DR. SUAREZ: I can quickly give you a few. We have a national organization called JPHIT, the Joint Public Health Informatics Taskforce, which includes pretty much the leadership across public health on health information technology and information infrastructure. Through there, you will be able to access a lot of the leaders that are moving forward sort of the health IT infrastructure agenda for public health. JPHIT, Joint Public Health Informatics Taskforce. I believe we have a website. You can just Google Joint Public Health Informatics Taskforce or JPHIT. You will get to it.
DR. MAYS: Is there a way to send an email to the group or something?
DR. SUAREZ: Absolutely.
DR. MAYS: Then the other person would be who is not here is Bill Stead who does informatics and may have some suggestions as well.
DR. SUAREZ: Another important point I think — thank you for bringing it up. The National Committee and I do not know if you are familiar with it, but in June of this year a few months ago we sent a letter to the secretary out of a hearing that we had last November a year ago on public health information infrastructure with very specific recommendations about advancing and repositioning or advancing the health information infrastructure and public health. There is a series of recommendations. It is on our NCVHS website as well.
DR. ROSENTHAL: Health datapalooza. I am organizing the data track. If any of you know anyone who is doing it.
DR. MAYS: What are the deadlines?
DR. ROSENTHAL: I actually have no idea what the deadlines are. I am the worst person to ask that. Whenever they feel like it. But seriously, the data track is one of the toughest to staff. If you are doing anything reasonable, have any students that are doing anything reasonable, know anyone who is doing anything reasonable, please have them submit an extract.
DR. KAUSHAL: For the timing as soon as possible. We can always find a place to put it in. It is more about quality than quantity.
MS. BRADLEY: I just wanted to make sure that you got to see this Google drive. You guys have seen it. You guys know how to use it.
PARTICIPANT: Do you want to send me the invite again?
MS. BRADLEY: I will send it out again. And then you do have to — did you ever see this as well? There was a response from the secretary to the letter that we sent. There was a working group that had sent a letter to the Full Committee and the Full Committee sent it out to the secretary.
DR. MAYS: Is this the one that Justine sent?
MS. BRADLEY: Yes and then there was a response from the secretary.
DR. MAYS: Okay.
MS. BRADLEY: I suppose I should send that out as well.
DR. MAYS: Send it to us and then we can look at it. Was it a good response?

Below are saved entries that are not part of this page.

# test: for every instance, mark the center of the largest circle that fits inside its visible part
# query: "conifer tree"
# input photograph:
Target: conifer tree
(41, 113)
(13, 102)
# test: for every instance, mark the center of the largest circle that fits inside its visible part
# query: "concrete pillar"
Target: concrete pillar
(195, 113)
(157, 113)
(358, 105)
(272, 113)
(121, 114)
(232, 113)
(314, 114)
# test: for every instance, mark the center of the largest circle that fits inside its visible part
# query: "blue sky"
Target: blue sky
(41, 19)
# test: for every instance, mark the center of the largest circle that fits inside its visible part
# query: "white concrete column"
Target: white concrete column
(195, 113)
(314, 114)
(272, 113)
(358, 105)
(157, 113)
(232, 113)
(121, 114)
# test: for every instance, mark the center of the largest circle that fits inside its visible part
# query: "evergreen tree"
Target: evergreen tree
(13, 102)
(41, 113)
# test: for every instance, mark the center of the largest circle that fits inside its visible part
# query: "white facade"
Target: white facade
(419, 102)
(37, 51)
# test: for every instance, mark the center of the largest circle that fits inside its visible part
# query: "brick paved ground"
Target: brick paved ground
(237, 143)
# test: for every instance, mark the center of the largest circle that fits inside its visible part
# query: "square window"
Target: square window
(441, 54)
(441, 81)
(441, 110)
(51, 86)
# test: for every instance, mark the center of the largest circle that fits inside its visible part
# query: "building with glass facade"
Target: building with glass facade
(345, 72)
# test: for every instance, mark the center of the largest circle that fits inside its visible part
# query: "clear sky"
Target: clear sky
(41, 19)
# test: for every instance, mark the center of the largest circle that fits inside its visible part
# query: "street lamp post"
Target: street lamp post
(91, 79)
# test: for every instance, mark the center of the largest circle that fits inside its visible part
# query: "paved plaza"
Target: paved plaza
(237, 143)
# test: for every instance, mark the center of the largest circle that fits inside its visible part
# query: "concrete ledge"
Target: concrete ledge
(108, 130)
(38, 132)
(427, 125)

MS. BRADLEY: Yes, it was positive.
DR. MAYS: I think we will look at this and then see if there is anything. Do we respond back to the secretary when we get responses? Thank you or thank you for the response.
Seeing nothing else, can I get a motion for adjournment? We have a second. Thank you very much everyone. I think we have ourselves a great start on accomplishing something that I think can make a difference. Thank you everybody.
(Whereupon, at 4:45 p.m., the meeting adjourned.)